Auditing Yul and Inline Assembly

While power of low-level programming unlocks efficiency and functionalities beyond the reach of high-level Solidity code, it also introduces significant challenges for smart contract security researchers tasked with auditing these contracts. In this section we explores the intricacies of auditing inline assembly, highlighting key areas of focus, potential vulnerabilities, and best practices for security professionals.

Key Areas of Focus When Auditing Inline Assembly

  1. Correctness and Efficiency: Ensure that the inline assembly code achieves its intended functionality without introducing inefficiencies or unnecessary complexity.
  2. Security Vulnerabilities: Inline assembly can be even more prone to low-level vulnerabilities and exposes additional risks including error handling issues. Auditors must meticulously review assembly code for these issues.
  3. Data Handling and Storage: Review how data is accessed and manipulated, especially concerning storage and memory. Incorrect handling can lead to vulnerabilities or unexpected behavior.
  4. Integration with Solidity Code: Examine the interaction between inline assembly and surrounding Solidity code to ensure seamless and secure integration, particularly regarding variable scoping and state changes.

Potential Vulnerabilities in Inline Assembly

  • Unchecked External Calls: Inline assembly might bypass Solidity’s checks on external calls, leading to potential cross-contract security risks such as reentrancy attacks.
  • Improper Access Control: Direct manipulation of storage in assembly may circumvent Solidity’s visibility and access modifiers, potentially exposing sensitive contract internals.
  • Stack and Memory Mismanagement: Errors in stack manipulation or memory allocation can result in corrupted data or vulnerabilities exploitable by attackers.

Collaborate with Developers

As a Security Researcher it makes a lot of sense to engage with the contract’s developers to understand the rationale and business logic behind inline assembly and discuss any findings or concerns.
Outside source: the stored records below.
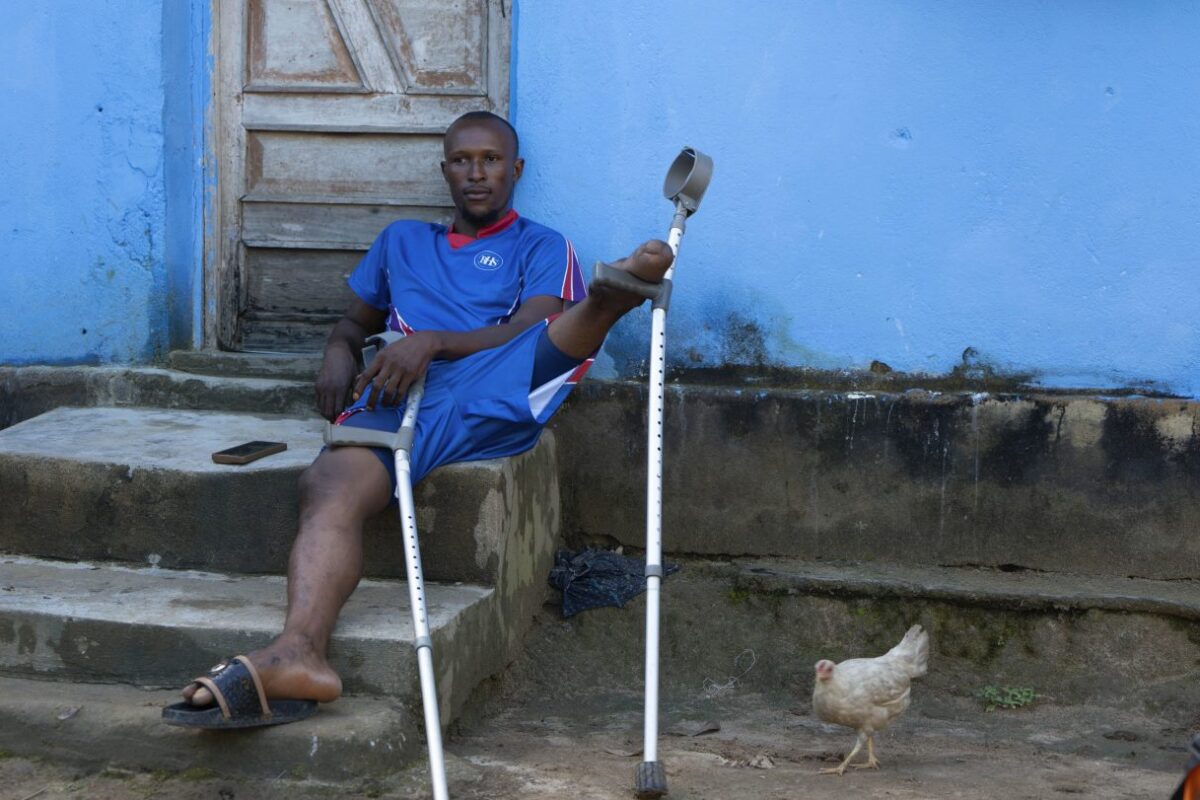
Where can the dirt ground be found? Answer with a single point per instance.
(565, 721)
(519, 751)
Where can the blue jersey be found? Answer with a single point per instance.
(427, 277)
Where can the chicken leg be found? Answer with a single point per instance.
(841, 768)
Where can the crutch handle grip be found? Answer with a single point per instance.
(606, 275)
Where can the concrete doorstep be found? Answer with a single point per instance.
(107, 726)
(139, 485)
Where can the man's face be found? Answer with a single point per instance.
(481, 170)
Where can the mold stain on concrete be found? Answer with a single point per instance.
(1133, 446)
(27, 639)
(1019, 446)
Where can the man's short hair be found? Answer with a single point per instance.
(477, 116)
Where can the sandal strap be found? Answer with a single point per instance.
(219, 675)
(258, 684)
(217, 695)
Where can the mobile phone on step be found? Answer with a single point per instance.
(249, 451)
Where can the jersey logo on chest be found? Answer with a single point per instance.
(489, 260)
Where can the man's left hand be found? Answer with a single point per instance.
(396, 367)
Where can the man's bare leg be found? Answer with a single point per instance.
(337, 493)
(582, 328)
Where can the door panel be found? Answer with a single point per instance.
(330, 120)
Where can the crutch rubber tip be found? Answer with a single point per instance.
(651, 780)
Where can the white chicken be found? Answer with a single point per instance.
(868, 693)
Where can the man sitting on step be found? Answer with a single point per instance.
(498, 319)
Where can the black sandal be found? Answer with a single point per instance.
(239, 702)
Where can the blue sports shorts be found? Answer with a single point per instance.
(490, 404)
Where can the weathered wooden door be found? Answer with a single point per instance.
(330, 114)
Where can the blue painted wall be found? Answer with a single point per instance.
(895, 181)
(88, 180)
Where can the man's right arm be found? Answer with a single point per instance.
(342, 354)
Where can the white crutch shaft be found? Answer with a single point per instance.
(654, 507)
(417, 595)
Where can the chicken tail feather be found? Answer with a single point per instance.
(913, 649)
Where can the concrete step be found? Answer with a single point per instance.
(102, 726)
(997, 589)
(154, 627)
(29, 391)
(138, 485)
(1078, 485)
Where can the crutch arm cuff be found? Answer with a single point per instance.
(606, 275)
(342, 435)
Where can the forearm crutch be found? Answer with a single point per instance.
(684, 186)
(401, 444)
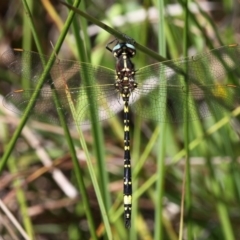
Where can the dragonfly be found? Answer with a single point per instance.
(161, 92)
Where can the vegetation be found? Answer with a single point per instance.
(64, 182)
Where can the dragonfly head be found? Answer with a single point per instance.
(124, 47)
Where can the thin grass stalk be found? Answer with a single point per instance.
(197, 141)
(21, 200)
(135, 157)
(72, 150)
(36, 92)
(96, 129)
(27, 39)
(221, 207)
(31, 104)
(187, 174)
(159, 191)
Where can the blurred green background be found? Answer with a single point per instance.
(40, 184)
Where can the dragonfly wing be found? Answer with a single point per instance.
(164, 84)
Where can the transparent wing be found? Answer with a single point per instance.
(70, 78)
(163, 84)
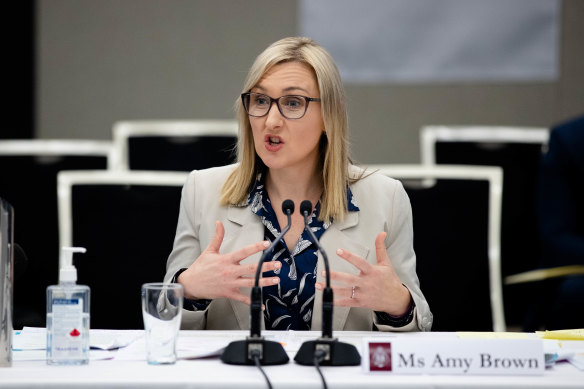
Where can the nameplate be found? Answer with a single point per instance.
(406, 355)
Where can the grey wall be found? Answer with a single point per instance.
(100, 61)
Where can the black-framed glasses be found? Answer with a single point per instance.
(290, 106)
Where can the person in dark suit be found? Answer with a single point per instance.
(561, 222)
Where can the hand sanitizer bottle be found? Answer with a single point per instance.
(68, 315)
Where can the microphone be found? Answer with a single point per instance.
(268, 352)
(20, 261)
(326, 350)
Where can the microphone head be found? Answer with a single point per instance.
(305, 208)
(288, 205)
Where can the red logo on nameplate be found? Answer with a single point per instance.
(379, 356)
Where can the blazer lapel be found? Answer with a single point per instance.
(333, 239)
(247, 229)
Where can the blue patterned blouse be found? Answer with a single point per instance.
(289, 304)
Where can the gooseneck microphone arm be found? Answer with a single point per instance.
(255, 349)
(326, 350)
(327, 293)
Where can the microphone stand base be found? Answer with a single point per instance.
(337, 353)
(239, 352)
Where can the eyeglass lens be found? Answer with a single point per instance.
(292, 107)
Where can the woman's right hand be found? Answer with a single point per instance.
(215, 275)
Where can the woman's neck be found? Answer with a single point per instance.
(294, 184)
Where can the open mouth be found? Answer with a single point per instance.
(274, 140)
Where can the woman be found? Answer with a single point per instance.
(293, 145)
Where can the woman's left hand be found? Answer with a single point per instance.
(376, 287)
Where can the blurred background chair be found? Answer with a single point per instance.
(518, 151)
(127, 222)
(557, 289)
(28, 180)
(457, 242)
(174, 145)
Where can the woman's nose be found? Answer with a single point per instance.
(274, 118)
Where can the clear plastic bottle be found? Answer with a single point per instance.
(68, 316)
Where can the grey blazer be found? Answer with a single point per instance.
(384, 206)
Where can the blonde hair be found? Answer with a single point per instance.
(334, 143)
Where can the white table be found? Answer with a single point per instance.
(212, 373)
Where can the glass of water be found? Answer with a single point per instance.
(162, 310)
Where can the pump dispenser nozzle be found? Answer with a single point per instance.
(68, 272)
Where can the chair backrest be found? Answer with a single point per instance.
(518, 151)
(28, 180)
(174, 145)
(456, 239)
(127, 222)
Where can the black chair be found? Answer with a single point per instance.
(127, 222)
(456, 224)
(518, 151)
(28, 180)
(174, 145)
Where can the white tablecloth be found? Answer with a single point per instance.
(131, 370)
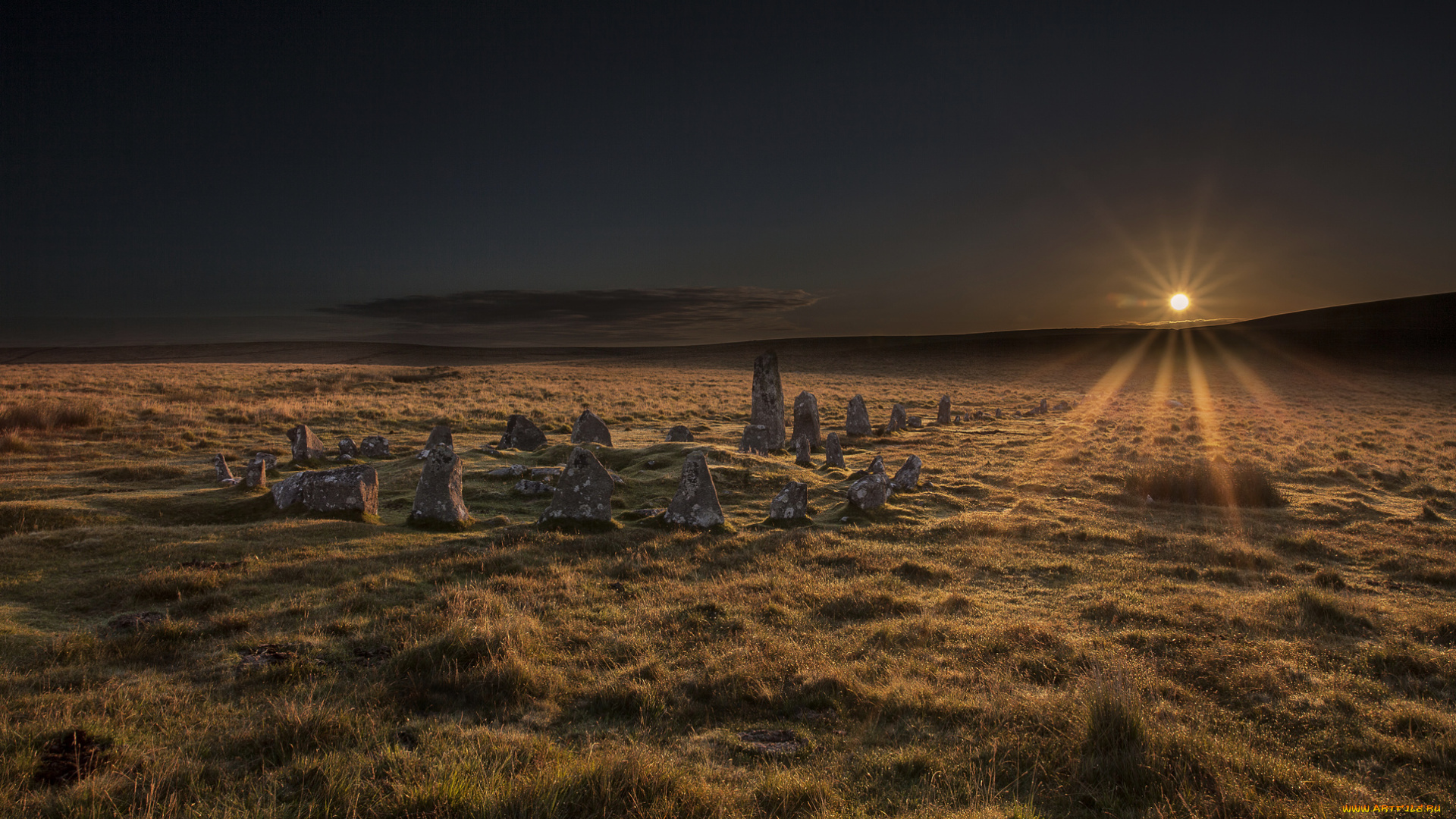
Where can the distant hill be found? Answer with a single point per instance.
(1421, 314)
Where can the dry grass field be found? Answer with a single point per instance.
(1043, 630)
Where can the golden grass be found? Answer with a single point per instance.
(1028, 635)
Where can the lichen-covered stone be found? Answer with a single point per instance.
(522, 433)
(870, 491)
(909, 475)
(755, 439)
(306, 447)
(856, 419)
(346, 488)
(792, 502)
(696, 500)
(582, 491)
(588, 428)
(767, 398)
(438, 496)
(805, 419)
(833, 453)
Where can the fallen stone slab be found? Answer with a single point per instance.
(522, 433)
(792, 502)
(696, 500)
(306, 447)
(588, 428)
(340, 490)
(756, 439)
(438, 496)
(870, 491)
(582, 491)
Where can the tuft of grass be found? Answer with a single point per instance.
(1204, 483)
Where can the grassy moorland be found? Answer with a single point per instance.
(1044, 630)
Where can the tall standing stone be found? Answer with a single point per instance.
(440, 436)
(856, 419)
(897, 419)
(256, 475)
(306, 447)
(767, 398)
(438, 497)
(833, 455)
(220, 465)
(696, 500)
(582, 491)
(588, 428)
(522, 433)
(804, 457)
(909, 475)
(805, 419)
(792, 502)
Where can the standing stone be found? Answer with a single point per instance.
(256, 477)
(582, 490)
(347, 488)
(792, 502)
(804, 458)
(306, 447)
(909, 475)
(220, 465)
(438, 496)
(696, 500)
(805, 419)
(856, 419)
(870, 491)
(897, 419)
(755, 439)
(588, 428)
(767, 398)
(833, 455)
(522, 433)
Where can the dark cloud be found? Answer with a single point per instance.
(593, 316)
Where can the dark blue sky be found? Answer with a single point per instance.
(922, 168)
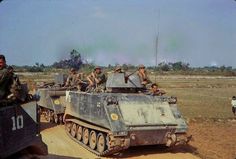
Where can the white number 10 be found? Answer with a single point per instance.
(17, 122)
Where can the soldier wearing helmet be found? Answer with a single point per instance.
(74, 79)
(97, 79)
(118, 69)
(142, 73)
(155, 91)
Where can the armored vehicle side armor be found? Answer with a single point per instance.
(19, 128)
(123, 116)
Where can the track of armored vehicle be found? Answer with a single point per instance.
(107, 123)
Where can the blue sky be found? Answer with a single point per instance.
(199, 32)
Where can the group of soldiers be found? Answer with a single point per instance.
(96, 80)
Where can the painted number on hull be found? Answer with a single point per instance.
(17, 122)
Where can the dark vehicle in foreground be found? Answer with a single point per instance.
(123, 116)
(19, 128)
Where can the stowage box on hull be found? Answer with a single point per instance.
(19, 129)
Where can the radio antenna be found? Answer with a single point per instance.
(156, 44)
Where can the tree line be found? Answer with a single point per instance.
(75, 61)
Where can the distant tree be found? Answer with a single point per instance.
(164, 66)
(177, 66)
(75, 61)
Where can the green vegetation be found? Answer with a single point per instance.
(163, 68)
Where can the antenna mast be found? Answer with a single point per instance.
(156, 44)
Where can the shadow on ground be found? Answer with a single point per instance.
(154, 149)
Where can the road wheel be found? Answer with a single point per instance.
(85, 136)
(101, 143)
(93, 140)
(73, 130)
(79, 134)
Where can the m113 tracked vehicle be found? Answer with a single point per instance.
(123, 116)
(19, 128)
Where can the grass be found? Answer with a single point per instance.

Collaboration can lead to a deeper understanding of the contract’s logic and potential security implications.


Auditing inline assembly in smart contracts is a complex task that requires specialized knowledge and meticulous attention to detail. Given its ability to directly interact with the EVM, inline assembly introduces unique security considerations that auditors must address. By focusing on key areas such as correctness, security vulnerabilities, data handling, and the integration with Solidity code, and adhering to best practices, security researchers can uncover and mitigate potential risks, ensuring the security and reliability of smart contracts that utilize inline assembly. As the Ethereum ecosystem continues to evolve, the role of auditors in scrutinizing these low-level constructs becomes increasingly critical in safeguarding the integrity of blockchain applications.